The Panel concludes that, in all the circumstances, the Respondent has registered and uses the disputed domain name comprising the Trade Mark, without the authorisation or approval of the Complainant, in order to profit by attracting users to the Website. The Panel finds such registration and use of the Trade Mark is clear evidence of bad faith.

The Panel therefore finds, in all the circumstances, the requisite element of bad faith has been satisfied, under paragraph 4(b)(iv) of the Policy.

Having found in favour of the Complainant under paragraph 4(b)(iv) of the Policy, it is not necessary for the Panel to make any findings in respect of the Complainant’s assertions that the disputed domain name has been registered primarily to disrupt the business of the Complainant. The Panel would however simply note that, on the evidence, it appears unlikely that the Complainant has provided a compelling argument to satisfy this additional ground of bad faith.

As at the date of this decision, it appears the sponsored links have been removed from the Website. In all the circumstances, the Panel finds this constitutes further evidence of bad faith.

Given the circumstances of this case, the Panel also considers the failure of the Respondent to file a Response to the Complaint further evidence of bad faith (Bayerische Motoren Werke AG v. (This Domain is For Sale) Joshuathan Investments, Inc., WIPO Case No. D2002-0787).
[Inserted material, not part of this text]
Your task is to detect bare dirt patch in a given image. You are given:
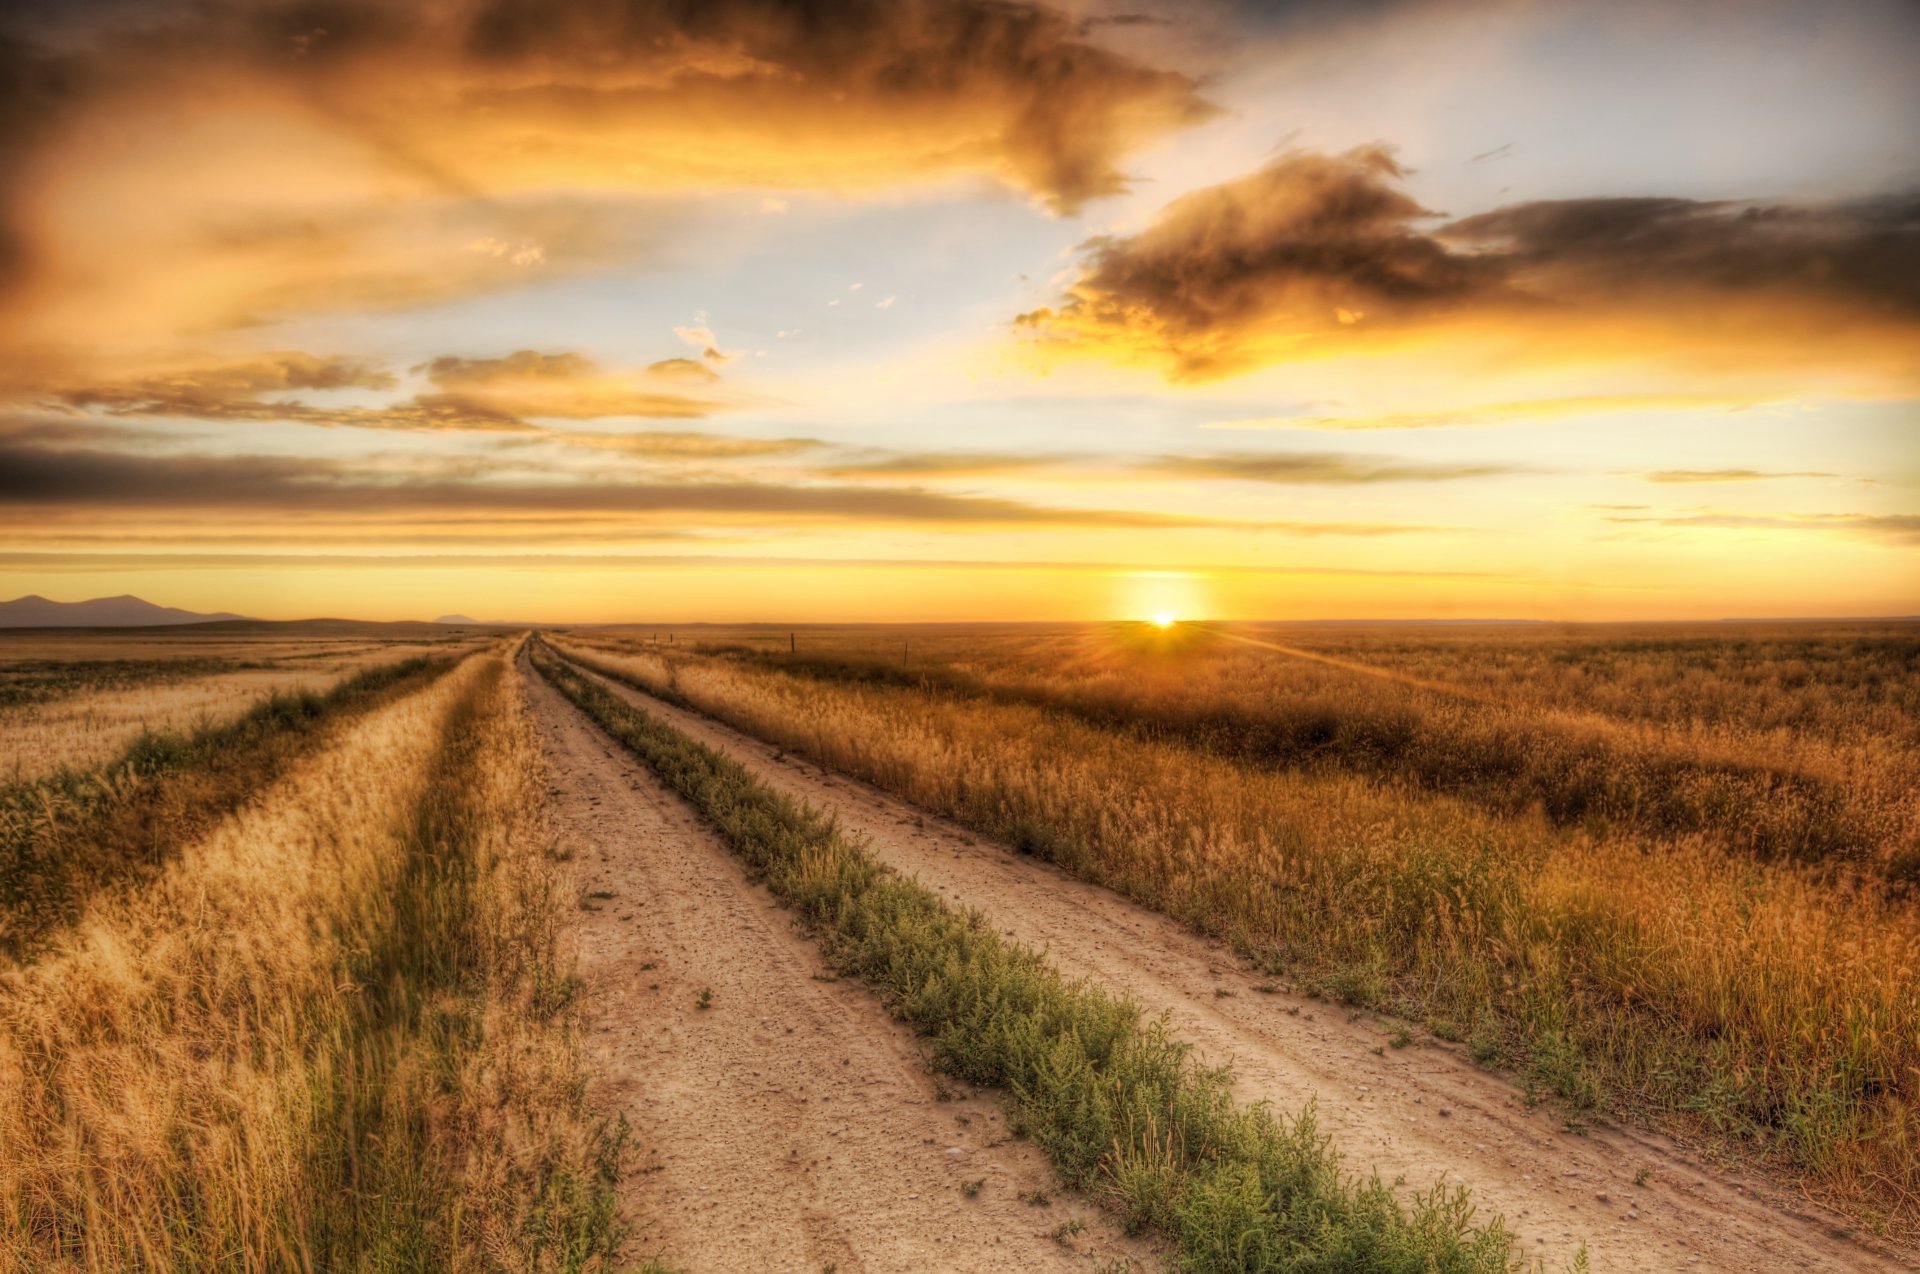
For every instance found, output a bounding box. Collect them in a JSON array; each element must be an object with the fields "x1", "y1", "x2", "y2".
[{"x1": 523, "y1": 660, "x2": 1159, "y2": 1273}]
For all the foregoing reasons, the Panel concludes that the disputed domain name has been registered and is being used in bad faith. Accordingly the third element of paragraph 4(a) of the Policy has been fulfilled.

7. Decision

For the foregoing reasons, in accordance with paragraphs 4(i) of the Policy and 15 of the Rules, the Panel orders that the disputed domain name <ikeastorelocator.com> be transferred to the Complainant.

Sebastian M.W. Hughes
Sole Panelist
Dated: December 20, 2011


1 The Panel notes that the exact location of the Respondent is unclear as, according to the verification by the concerned Registrar, GoDaddy.com, Inc. and the public WhoIs database, the Respondent’s address in respect of the disputed domain name lists a city in Alaska, the state of New York and the country, Thailand.